The lifting of the support position for pivoting the support cylinder 3 into its rest position according to fig. 1 is ensured via the locking slide 9. The pivot can only be initiated when the support cylinder 3 is moved inwards and the bore 21 with the supply line is again without pressure.

The retraction is initiated by pressure oil admission of the piston bottom through the bores 23, 24. During the entire retraction movement of the piston 8, the oil return is forced through the bore 21 through a throttle location (not shown), so that pressure is accumulated in the bore 21 and is transferred via a conduit 27 to the rear of the locking slide 9. The cam disk 13 is thus blocked, so that a pivot cannot be performed.

Figures 3 and 4 show a modified embodiment, in which a piston 28 of a support cylinder 29 is operated hydraulically only for supporting one side, while only the hydraulic pressure for returning the piston 28 to the initial position in the cylinder 29 must be removed via a line 30 so that the piston 28 with the punch 33 can be moved back to the rest position by means of a spring 30 34.
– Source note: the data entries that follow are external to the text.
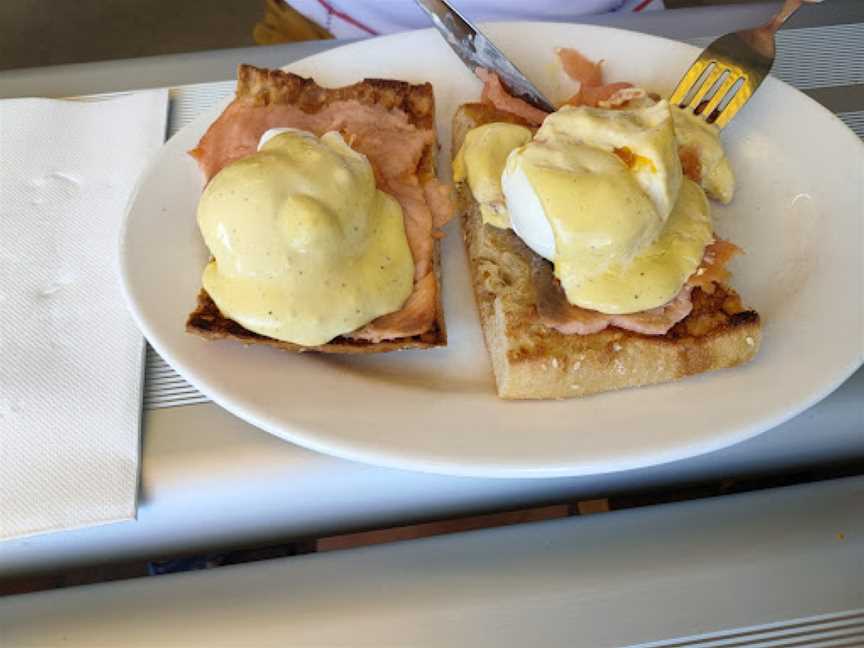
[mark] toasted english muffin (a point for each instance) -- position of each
(533, 361)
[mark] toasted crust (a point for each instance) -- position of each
(265, 87)
(531, 360)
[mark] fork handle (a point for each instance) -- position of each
(789, 7)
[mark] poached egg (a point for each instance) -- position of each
(305, 247)
(601, 194)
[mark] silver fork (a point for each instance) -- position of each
(727, 73)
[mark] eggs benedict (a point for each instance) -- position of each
(305, 247)
(321, 210)
(599, 267)
(601, 194)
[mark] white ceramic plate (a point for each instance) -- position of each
(798, 213)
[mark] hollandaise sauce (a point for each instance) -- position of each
(305, 247)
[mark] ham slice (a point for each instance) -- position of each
(495, 94)
(579, 67)
(713, 269)
(394, 145)
(557, 313)
(412, 319)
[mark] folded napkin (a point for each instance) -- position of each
(71, 359)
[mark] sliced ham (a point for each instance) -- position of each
(690, 163)
(579, 67)
(416, 316)
(657, 321)
(439, 197)
(495, 94)
(557, 313)
(713, 269)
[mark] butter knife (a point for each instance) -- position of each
(476, 50)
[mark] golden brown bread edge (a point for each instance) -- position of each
(532, 361)
(274, 86)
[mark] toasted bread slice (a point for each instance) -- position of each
(531, 360)
(264, 87)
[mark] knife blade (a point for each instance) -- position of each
(476, 50)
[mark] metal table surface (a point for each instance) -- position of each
(209, 480)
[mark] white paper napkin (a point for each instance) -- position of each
(71, 359)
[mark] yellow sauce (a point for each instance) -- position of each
(481, 160)
(658, 272)
(305, 248)
(601, 194)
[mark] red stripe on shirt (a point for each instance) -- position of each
(330, 9)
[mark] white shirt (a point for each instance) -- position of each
(363, 18)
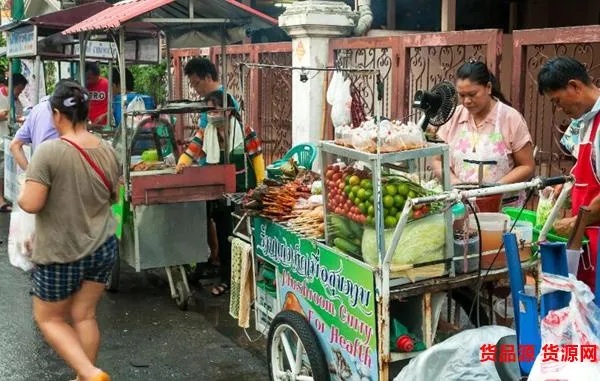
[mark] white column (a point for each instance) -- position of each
(311, 24)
Figures 5 and 6 show a further embodiment of a support cylinder 35, in which the support as well as the pivoting take place purely hydraulic. For this purpose, an additional adjustment cylinder 36 is provided on the cylinder 35 with a built-in non-return valve 37 and a pressure-holding valve 38. A pivot piston 39 is arranged in this cylinder 36, which via a piston rod 40 with the spring rod 16 and the spring cage 17 according to FIG. is connected. In the support cylinder 35 there is a piston 41 with a punch 42 as well as a non-return valve 43 and a pressure holding valve 44.

8502360 -5- * ·

Swinging out is initiated by feeding a bore 45 with pressure oil, while a bore 46 is connected to a fuel line.

The pressure oil slides the piston 39 and with it the cylinder 35 into the support position. The check valve 43 prevents operation of the support piston 41 with the pressure oil.

As soon as the piston 39 has moved past a bore 47, according to Fig. 6, pressure oil also enters the cylinder 35 via a pressure holding valve 44 and the impeller 1 is supported via the outwardly movable punch 42. In this supported position, even in the event of a temporary undesired interruption of the oil supply through the bore 45, the pressure in the cylinder 35 arising from the supporting force ensures that the piston 39 also remains in the outwardly pivoted position via the non-return valve 43.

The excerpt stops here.